El mar, sin embargo, ha tenido la última palabra. Un temporal de principios de 2017, con olas de hasta ocho metros, destrozó buena parte del pavimento de madera, y la reparación se completó en octubre de ese año con una inversión de 216.280 euros. Pero en enero de 2020 llegó la borrasca Gloria, con olas de hasta diez metros, que dejó la pasarela impracticable y cerrada al acceso público por problemas de seguridad.
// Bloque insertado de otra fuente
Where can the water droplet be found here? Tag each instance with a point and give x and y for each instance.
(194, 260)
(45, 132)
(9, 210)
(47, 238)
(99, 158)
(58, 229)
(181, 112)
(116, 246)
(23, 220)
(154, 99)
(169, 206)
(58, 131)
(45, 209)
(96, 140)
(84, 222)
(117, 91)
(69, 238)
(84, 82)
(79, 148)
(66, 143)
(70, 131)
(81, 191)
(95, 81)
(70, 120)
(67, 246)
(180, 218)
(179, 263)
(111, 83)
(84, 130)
Desde entonces, el Ayuntamiento ha ido ajustando el proyecto de recuperación: el primer presupuesto era de 1,5 millones de euros y menos de dos años de obra; un estudio posterior de la UPC lo elevó a 2,3 millones y alargó los plazos hasta la segunda mitad de 2023. En el verano de 2022 se celebró una votación popular que definió el nuevo diseño como una estructura redonda con un agujero en el centro, pensada para aguantar mejor los temporales. El teniente de alcalde de Territorio y Sostenibilidad, Dani Gracia, señaló que solo quedaba el permiso del Ministerio para la Transición Ecológica y que, sin él, la obra podría aplazarse un año más, hasta 2026.
Mientras el puente sigue cerrado, las playas urbanas funcionan. Son accesibles desde el centro y el litoral, y cuentan con una guía propia sobre servicios, estado del mar, accesibilidad, perros y planes de litoral. La Generalitat mantiene además una guía de identificación de medusas y organismos gelatinosos, con consejos de seguridad y el estado de las playas catalanas, actualizada al 30 de junio. El sistema de banderas es sencillo: verde para disfrutar del baño con mar tranquilo; amarilla para tener precaución ante olas de hasta 1,5 metros, corrientes medianamente fuertes, tormenta, suciedad, arena en mal estado o medusas; y roja cuando está prohibido bañarse por olas de dos metros o más, corrientes fuertes, mar muy agitado o agua y arena contaminadas.
Para quien planee acercarse este fin de semana, el pronóstico marca días soleados por la mañana que se vuelven variables por la tarde, con temperaturas máximas en torno a los 31 grados y el agua a unos 27. El viento sopla del este, con rachado por la noche, y el mar se mantiene en marejadilla pasando a marejada a mitad del día, con oleaje bajo y corto. Es un buen momento para caminar por la arena, aunque el mirador estrella siga esperando su turno.